Yeah, our group is kinda awesome like that.


Wednesday, February 29, 2012

What do you mean, the gnolls ate your brother???


Since I’m late to blogging, I’m late to chiming on my place among the D&D Generations. According to Cyclopeatron, I am solidly a "4th Generation" D&D player, although I did start with the 3rd generation box sets, especially the famous Red Box.
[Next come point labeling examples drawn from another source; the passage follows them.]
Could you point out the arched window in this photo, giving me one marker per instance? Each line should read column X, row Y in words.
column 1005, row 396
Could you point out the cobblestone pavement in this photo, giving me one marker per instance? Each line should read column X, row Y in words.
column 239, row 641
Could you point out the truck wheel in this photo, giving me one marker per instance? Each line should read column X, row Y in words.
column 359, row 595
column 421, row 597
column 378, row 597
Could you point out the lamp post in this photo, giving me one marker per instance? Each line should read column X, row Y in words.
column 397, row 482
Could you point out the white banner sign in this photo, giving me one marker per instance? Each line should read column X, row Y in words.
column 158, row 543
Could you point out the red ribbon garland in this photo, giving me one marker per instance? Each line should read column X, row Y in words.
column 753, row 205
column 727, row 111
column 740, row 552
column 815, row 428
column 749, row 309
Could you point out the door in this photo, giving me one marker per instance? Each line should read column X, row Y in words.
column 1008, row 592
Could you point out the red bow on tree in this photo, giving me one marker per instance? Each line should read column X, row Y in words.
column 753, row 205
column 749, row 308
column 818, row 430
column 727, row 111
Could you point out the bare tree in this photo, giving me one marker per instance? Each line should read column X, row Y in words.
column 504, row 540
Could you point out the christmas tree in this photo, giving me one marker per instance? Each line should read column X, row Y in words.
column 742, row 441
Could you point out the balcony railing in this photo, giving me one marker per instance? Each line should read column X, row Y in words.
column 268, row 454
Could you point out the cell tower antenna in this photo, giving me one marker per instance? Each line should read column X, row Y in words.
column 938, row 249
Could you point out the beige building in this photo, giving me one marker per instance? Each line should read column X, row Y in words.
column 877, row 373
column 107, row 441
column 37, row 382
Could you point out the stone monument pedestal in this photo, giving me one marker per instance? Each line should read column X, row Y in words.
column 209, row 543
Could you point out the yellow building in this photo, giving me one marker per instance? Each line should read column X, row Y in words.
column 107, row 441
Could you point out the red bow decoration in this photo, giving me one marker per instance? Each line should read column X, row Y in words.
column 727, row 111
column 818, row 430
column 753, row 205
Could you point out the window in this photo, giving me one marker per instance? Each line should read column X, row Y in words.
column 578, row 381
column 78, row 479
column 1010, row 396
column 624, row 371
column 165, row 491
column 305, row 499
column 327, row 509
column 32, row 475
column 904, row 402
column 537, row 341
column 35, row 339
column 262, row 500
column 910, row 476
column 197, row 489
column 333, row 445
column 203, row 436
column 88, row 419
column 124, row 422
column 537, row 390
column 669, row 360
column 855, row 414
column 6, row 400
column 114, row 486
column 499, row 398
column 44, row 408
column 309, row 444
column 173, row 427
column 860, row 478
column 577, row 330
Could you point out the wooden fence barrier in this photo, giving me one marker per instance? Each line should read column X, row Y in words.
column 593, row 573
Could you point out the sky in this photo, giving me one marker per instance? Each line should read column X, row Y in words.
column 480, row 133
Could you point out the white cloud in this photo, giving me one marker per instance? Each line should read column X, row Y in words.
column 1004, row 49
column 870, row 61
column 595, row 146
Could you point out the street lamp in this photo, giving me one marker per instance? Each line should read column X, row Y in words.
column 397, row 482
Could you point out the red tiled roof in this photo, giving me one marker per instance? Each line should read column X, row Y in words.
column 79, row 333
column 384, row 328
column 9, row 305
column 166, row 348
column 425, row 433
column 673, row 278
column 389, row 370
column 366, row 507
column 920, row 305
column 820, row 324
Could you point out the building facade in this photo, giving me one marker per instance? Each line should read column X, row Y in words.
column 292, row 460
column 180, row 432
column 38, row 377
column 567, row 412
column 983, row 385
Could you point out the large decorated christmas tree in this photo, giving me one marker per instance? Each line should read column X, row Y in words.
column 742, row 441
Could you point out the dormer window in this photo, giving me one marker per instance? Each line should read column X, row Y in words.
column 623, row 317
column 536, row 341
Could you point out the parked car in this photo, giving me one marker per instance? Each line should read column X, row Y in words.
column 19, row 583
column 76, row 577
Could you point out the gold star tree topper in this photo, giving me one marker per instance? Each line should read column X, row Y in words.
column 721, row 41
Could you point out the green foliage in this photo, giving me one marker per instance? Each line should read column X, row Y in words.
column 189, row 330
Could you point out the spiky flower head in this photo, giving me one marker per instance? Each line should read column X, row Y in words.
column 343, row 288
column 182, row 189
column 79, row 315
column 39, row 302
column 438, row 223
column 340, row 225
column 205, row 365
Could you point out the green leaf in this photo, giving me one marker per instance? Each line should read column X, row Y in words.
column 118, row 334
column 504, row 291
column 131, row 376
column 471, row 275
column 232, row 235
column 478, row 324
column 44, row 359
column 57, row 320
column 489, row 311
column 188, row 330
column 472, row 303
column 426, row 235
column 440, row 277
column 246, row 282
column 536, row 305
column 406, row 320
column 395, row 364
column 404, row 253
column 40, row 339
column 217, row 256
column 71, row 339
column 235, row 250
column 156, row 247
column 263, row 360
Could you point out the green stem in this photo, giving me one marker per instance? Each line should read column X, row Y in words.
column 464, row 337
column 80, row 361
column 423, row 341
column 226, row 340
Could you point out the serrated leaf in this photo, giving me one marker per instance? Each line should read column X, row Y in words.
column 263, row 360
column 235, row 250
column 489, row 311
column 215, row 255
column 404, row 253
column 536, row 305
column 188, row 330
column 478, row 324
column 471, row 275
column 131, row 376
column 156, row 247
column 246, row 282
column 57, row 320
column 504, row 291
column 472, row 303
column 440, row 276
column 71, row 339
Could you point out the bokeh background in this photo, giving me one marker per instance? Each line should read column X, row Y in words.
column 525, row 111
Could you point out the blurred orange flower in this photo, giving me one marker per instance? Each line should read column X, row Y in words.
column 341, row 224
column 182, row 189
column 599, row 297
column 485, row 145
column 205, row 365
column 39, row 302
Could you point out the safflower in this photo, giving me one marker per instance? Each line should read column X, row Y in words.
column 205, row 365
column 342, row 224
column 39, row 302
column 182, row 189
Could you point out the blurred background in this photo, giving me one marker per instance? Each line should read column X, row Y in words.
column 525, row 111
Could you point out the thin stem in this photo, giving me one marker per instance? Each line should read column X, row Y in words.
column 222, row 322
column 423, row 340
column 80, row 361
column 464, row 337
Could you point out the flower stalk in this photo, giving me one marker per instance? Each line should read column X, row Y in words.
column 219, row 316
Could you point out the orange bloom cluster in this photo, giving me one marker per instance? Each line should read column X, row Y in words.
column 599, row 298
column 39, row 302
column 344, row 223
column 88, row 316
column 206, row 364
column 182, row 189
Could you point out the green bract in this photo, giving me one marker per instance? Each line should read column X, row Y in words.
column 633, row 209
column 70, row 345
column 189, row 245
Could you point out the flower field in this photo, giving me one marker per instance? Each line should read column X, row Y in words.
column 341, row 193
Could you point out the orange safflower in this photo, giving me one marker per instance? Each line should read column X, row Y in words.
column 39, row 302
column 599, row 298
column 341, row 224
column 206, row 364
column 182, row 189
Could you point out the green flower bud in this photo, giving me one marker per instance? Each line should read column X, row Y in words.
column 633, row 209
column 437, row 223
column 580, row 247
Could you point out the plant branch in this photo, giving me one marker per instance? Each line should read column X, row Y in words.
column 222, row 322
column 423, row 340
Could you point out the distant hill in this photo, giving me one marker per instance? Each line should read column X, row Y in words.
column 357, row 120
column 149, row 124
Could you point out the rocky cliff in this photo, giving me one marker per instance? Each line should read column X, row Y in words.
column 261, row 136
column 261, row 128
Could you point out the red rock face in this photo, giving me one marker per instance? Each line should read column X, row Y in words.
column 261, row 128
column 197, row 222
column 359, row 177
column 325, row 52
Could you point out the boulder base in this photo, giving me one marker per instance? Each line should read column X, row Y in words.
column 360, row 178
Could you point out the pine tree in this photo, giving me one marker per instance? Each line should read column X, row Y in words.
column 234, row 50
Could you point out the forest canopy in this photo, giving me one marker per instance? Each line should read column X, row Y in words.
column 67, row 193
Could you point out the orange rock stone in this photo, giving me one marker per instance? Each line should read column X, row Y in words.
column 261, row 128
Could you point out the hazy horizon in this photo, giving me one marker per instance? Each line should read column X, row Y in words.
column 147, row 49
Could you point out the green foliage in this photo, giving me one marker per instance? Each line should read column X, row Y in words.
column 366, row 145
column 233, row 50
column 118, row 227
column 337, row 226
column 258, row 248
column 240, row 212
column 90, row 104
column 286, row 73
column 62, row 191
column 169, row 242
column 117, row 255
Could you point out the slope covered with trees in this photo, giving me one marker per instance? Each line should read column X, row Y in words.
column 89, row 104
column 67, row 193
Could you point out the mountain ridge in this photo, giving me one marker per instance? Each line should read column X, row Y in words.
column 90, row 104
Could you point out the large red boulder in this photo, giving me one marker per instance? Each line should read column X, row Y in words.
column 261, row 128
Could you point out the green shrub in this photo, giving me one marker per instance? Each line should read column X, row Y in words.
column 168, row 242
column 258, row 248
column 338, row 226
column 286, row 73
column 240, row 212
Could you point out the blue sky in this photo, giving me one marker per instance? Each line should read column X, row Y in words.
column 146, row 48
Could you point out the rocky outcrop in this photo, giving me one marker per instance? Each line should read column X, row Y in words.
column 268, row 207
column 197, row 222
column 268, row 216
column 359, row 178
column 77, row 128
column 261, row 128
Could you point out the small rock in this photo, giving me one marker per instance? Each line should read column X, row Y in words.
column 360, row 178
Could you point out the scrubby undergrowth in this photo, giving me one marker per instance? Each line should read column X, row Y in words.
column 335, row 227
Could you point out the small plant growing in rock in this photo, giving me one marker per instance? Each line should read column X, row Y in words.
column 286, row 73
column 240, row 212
My mom bought me the Red Box, I’m guessing for my 12th birthday, which would have made it 1990 - a bit later than most, but I suppose some surplus materials were still kicking around South Jersey's gaming stores. I had only been a solo “player” before that, building armies conscripted from a friend’s Monstrous Manual (1988). So getting the Red Box was my first chance to actually play for real… but who would I play with?

Fortunately, our family had an awesome tradition: every Sunday night was Family Night. The kids would take turns choosing a game for the whole family to play, and then we would watch the Sunday night Disney movie. So one evening in early 1990, I became Dungeon Master for the first time and made my whole family play Dungeons & Dragons. It was great.

I don’t remember many details, but I do remember the coolness of my parents breaking out of jail and slaying orcs. Also, at some point my brother decided he was bored and didn’t want to play any more. He announced that his character was charging ahead while everyone else snuck about, and then he went off to do something else. A couple minutes later he came back wanting to play again. I said he couldn’t because he had run off into the gnolls’ lair and gotten eaten. This upset him, which upset my mom. Fortunately it was about time for Michael Eisner to come on and we had to wrap up. But my first session of D&D ended with my mother yelling at me for allowing my little brother to be eaten by gnolls.

Whatever. It was his own fault.

Over the next few years my brothers and I took turns creating terrible dungeon crawls and amassing untold fortune. Eventually, we conquered the world using said fortune and the aforementioned Monstrous Manual Army. I remember reading through the various boxed sets, but never had the chance to actually play them. When I got to high school, I found that my friends were into D&D, and we played AD&D 2e pretty regularly, which is what makes me solidly 4th generation. I never got my parents to play again, but my mom would ask after our adventures, and laugh as the same guy had to roll up a new character every session (“How’d you kill Taylor this time?”).

But anyway, I guess I fall into that “small number” that was introduced by the boxed sets, but invested heavily in the 2e merchandise – just as TSR had hoped!